Cell Stress Chaperones. 2020 Jan 2. Epub 2020 Jan 2. PMID: 31898286

Abstract Author(s):

Yan-Yun Ding, Jia-Jie Luan, Yan Fan, Opeyemi Joshua Olatunji, Jing Song, Jian Zuo

Article Affiliation:

Yan-Yun Ding


α-Mangostin (MAN) is a bioactive compound isolated from the inedible pericarp of a tropical fruit mangosteen (Garcinia mangostana Linn). It exhibits notable therapeutic potentials on lung cancers, but the underlying mechanisms are still largely unknown. This study was designed to further explore the mechanisms involved in cytotoxicity of MAN on A549 cells. Apoptosis and cell cycle distribution were analyzed by flow cytometry methods.
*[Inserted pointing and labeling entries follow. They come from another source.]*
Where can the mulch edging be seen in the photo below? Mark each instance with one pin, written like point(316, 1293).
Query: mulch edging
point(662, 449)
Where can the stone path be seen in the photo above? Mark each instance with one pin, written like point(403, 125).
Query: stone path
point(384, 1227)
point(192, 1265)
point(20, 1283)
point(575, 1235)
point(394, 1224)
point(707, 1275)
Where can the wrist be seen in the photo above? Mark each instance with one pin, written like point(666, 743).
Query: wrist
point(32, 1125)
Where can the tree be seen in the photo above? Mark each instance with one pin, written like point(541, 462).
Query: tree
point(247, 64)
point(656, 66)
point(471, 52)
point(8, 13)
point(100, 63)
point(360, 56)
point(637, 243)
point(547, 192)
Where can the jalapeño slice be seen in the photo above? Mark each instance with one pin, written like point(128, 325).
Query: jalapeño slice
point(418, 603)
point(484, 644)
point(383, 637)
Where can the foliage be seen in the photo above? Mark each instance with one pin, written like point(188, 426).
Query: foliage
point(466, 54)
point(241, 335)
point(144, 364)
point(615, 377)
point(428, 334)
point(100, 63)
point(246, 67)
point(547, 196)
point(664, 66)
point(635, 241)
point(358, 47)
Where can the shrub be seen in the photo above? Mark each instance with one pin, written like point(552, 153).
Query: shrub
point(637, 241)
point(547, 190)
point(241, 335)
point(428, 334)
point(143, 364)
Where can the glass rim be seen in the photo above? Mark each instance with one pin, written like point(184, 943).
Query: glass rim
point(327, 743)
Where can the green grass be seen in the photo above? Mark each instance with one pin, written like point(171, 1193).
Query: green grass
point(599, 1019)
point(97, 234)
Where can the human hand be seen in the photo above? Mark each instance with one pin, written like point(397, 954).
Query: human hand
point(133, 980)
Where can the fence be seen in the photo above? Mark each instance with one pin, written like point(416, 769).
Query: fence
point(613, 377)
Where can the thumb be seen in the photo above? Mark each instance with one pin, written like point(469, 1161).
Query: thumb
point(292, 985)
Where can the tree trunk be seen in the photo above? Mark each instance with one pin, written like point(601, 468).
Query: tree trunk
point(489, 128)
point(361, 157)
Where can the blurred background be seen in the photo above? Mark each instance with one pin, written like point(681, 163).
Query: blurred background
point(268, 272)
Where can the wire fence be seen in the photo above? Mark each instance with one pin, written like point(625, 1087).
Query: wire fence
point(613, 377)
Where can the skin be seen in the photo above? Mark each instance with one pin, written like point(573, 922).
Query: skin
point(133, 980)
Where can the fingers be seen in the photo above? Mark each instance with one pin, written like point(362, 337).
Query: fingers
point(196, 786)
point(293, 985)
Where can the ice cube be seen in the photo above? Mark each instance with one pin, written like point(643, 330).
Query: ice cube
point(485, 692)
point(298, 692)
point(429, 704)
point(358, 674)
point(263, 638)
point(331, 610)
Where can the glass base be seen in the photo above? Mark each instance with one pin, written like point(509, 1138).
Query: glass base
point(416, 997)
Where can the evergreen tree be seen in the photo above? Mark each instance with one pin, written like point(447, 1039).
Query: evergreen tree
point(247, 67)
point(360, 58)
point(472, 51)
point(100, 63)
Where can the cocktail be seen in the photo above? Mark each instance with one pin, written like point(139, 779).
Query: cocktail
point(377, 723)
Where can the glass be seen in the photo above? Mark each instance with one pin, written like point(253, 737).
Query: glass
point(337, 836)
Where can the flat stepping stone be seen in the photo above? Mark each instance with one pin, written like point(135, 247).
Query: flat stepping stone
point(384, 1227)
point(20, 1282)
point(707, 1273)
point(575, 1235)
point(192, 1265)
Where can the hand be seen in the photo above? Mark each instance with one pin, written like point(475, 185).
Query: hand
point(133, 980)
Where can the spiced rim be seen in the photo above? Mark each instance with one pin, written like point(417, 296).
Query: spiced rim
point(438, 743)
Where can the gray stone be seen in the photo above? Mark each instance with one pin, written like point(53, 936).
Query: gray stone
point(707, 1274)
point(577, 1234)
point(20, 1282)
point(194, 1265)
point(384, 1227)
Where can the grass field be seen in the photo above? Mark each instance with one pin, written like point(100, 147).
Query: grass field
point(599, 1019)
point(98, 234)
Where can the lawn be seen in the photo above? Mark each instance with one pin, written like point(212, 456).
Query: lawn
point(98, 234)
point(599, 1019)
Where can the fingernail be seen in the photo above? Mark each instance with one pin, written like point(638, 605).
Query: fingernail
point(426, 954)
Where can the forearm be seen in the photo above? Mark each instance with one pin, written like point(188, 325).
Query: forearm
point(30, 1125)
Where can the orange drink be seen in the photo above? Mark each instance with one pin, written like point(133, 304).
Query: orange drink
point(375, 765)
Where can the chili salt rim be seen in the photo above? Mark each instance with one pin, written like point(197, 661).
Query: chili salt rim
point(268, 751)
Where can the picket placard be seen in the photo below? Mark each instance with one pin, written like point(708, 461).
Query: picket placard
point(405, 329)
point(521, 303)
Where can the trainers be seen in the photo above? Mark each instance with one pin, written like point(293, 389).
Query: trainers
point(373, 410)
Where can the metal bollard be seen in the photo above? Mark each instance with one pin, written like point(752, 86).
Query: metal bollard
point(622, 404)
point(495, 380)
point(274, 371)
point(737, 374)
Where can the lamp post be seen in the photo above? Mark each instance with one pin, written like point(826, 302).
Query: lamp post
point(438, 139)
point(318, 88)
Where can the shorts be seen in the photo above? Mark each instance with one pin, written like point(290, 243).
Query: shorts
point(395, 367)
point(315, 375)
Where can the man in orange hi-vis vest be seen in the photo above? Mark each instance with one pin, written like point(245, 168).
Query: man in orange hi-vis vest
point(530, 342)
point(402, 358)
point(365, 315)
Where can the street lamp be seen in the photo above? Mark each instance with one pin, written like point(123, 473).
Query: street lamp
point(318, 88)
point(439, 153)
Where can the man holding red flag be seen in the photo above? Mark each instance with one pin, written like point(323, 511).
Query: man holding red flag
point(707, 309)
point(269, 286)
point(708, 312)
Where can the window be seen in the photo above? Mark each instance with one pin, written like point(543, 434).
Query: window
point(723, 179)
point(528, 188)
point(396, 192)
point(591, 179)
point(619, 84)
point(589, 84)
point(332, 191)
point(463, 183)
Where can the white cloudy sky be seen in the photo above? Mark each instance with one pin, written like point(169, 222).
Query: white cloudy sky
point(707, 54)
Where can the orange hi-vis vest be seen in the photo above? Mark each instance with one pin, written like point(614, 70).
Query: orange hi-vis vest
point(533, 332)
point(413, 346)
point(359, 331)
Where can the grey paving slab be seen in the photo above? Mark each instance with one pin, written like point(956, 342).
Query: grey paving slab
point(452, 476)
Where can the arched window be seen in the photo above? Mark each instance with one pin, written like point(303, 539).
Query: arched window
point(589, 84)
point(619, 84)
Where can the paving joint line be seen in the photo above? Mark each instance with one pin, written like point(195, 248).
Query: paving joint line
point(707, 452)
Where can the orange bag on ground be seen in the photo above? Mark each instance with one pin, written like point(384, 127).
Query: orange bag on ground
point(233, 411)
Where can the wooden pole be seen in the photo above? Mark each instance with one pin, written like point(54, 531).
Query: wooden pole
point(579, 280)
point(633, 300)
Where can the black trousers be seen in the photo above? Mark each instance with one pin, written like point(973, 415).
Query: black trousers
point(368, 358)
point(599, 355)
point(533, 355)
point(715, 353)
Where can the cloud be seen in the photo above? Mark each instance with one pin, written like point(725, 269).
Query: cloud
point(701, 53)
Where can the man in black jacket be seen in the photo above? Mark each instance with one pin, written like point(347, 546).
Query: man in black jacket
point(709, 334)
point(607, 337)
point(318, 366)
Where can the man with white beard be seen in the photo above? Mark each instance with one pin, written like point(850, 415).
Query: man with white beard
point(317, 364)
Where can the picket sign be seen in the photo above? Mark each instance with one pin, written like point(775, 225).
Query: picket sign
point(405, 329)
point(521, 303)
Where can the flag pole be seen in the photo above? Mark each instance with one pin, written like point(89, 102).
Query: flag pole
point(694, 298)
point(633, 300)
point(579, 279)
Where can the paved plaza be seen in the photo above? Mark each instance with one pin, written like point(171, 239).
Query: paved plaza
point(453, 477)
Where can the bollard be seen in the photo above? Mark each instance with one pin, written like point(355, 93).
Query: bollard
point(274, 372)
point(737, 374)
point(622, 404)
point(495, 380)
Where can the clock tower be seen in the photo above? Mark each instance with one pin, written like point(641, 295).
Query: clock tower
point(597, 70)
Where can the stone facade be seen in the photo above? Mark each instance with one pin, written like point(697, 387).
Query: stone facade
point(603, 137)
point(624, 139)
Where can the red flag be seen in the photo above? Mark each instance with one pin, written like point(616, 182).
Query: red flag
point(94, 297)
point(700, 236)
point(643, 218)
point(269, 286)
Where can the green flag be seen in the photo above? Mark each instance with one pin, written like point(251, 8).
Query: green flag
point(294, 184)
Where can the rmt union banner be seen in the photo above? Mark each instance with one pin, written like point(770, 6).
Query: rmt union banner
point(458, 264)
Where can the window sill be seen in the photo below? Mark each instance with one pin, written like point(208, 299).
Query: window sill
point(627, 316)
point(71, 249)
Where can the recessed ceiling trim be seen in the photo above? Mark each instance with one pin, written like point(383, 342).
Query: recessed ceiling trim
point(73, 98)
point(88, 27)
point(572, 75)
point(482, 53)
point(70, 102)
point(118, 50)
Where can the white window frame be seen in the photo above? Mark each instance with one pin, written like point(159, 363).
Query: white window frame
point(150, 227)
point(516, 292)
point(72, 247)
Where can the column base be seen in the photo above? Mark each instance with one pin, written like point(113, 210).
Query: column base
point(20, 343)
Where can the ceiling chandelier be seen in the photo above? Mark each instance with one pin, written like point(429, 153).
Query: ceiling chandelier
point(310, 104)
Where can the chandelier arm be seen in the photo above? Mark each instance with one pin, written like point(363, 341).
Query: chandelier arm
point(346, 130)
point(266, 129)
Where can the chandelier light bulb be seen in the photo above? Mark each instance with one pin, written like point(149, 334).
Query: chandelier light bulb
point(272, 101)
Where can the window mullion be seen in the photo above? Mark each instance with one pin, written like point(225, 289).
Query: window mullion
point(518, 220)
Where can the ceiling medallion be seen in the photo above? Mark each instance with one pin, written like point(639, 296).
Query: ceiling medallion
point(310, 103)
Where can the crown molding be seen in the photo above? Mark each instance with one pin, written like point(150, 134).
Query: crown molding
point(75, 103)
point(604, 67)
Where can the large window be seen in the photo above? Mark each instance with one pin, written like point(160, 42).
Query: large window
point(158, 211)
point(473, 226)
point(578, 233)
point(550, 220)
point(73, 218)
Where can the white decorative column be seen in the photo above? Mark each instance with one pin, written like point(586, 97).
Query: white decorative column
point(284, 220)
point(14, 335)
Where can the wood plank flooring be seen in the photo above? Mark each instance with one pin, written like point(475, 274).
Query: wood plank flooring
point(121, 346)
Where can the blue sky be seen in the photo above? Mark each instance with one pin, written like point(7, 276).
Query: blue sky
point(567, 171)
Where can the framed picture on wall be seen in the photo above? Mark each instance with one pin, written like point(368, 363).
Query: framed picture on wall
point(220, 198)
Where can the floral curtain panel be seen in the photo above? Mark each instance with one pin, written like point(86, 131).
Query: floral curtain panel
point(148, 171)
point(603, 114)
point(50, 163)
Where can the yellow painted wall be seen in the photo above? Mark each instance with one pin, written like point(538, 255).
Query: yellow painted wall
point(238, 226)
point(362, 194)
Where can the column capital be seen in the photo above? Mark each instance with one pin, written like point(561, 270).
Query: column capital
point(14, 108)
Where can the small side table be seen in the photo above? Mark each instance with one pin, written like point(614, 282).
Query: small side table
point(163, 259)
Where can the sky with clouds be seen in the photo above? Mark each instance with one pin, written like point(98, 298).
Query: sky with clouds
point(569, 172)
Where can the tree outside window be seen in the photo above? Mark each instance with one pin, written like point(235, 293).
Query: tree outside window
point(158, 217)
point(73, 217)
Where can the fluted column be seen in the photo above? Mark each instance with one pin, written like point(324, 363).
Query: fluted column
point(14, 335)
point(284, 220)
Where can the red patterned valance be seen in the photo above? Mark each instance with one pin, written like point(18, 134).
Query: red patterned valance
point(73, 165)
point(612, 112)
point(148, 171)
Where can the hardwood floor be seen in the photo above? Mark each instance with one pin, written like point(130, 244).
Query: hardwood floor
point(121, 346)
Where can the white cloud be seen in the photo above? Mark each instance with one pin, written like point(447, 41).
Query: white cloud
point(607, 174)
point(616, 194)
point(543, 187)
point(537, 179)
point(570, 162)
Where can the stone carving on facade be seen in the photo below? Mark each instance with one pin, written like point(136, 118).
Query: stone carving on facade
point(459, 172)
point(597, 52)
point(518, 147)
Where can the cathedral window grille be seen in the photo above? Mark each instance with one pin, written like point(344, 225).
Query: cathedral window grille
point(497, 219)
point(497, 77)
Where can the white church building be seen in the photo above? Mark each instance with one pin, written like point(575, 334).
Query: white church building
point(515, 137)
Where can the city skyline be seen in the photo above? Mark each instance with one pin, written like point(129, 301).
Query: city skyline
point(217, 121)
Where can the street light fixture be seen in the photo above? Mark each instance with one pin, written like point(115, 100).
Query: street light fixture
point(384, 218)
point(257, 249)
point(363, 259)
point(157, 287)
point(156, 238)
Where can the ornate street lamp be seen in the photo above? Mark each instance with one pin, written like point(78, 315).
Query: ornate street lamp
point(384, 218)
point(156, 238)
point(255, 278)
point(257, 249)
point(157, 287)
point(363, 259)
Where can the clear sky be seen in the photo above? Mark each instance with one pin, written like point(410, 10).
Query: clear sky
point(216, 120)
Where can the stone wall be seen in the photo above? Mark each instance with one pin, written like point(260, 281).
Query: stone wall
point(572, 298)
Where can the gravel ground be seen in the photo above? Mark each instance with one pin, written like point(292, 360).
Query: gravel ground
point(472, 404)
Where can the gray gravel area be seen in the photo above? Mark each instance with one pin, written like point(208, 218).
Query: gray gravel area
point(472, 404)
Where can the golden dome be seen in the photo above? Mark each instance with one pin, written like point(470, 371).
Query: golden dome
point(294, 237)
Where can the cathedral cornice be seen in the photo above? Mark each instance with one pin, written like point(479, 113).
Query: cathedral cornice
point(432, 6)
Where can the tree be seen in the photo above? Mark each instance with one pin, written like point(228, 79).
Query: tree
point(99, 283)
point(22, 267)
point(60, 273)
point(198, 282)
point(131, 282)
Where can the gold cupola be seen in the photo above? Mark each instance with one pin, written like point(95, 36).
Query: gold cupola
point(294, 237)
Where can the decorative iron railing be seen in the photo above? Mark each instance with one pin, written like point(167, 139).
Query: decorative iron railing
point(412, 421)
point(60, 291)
The fluorescent probes DCFH-DA and JC-1 were used to assess the intracellular reactive oxidative species (ROS) and mitochondrial membrane potential statuses, respectively. The regulation of MAN on relevant pathways was investigated by immunoblotting assays. The results obtained indicated that MAN caused significant apoptosis and cell cycle arrest in A549 cells, which eventually resulted in inhibition on cell proliferation in vitro. All these phenomena weresynchronized with escalated oxidative stress and downregulation of nicotinamide phosphoribosyltransferase/nicotinamide adenine dinucleotide (NAMPT/NAD). Supplementation with nicotinamide mononucleotide (NMN) and N-acetylcysteine (NAC) efficiently eased MAN-induced ROS accumulation, and potently antagonized MAN-elicited apoptosis and cell cycle arrest. The pro-apoptotic effect of MAN was further confirmed by increased expressions of cleaved caspase 3, 6, 7, and 9, and its effect on cell cycle progression was validated by the altered expressions of p-p38, p-p53, CDK4, and cyclin D1. The immunoblotting assays also demonstrated that NAC/NMN effectively restored these molecular changes elicited by MAN treatment. Collectively, this study revealed a unique anti-tumor mechanism of MAN by provoking ROS production through downregulation of NAMPT/NAD signaling and further validated MAN as a potential therapeutic reagent for lung cancer treatment.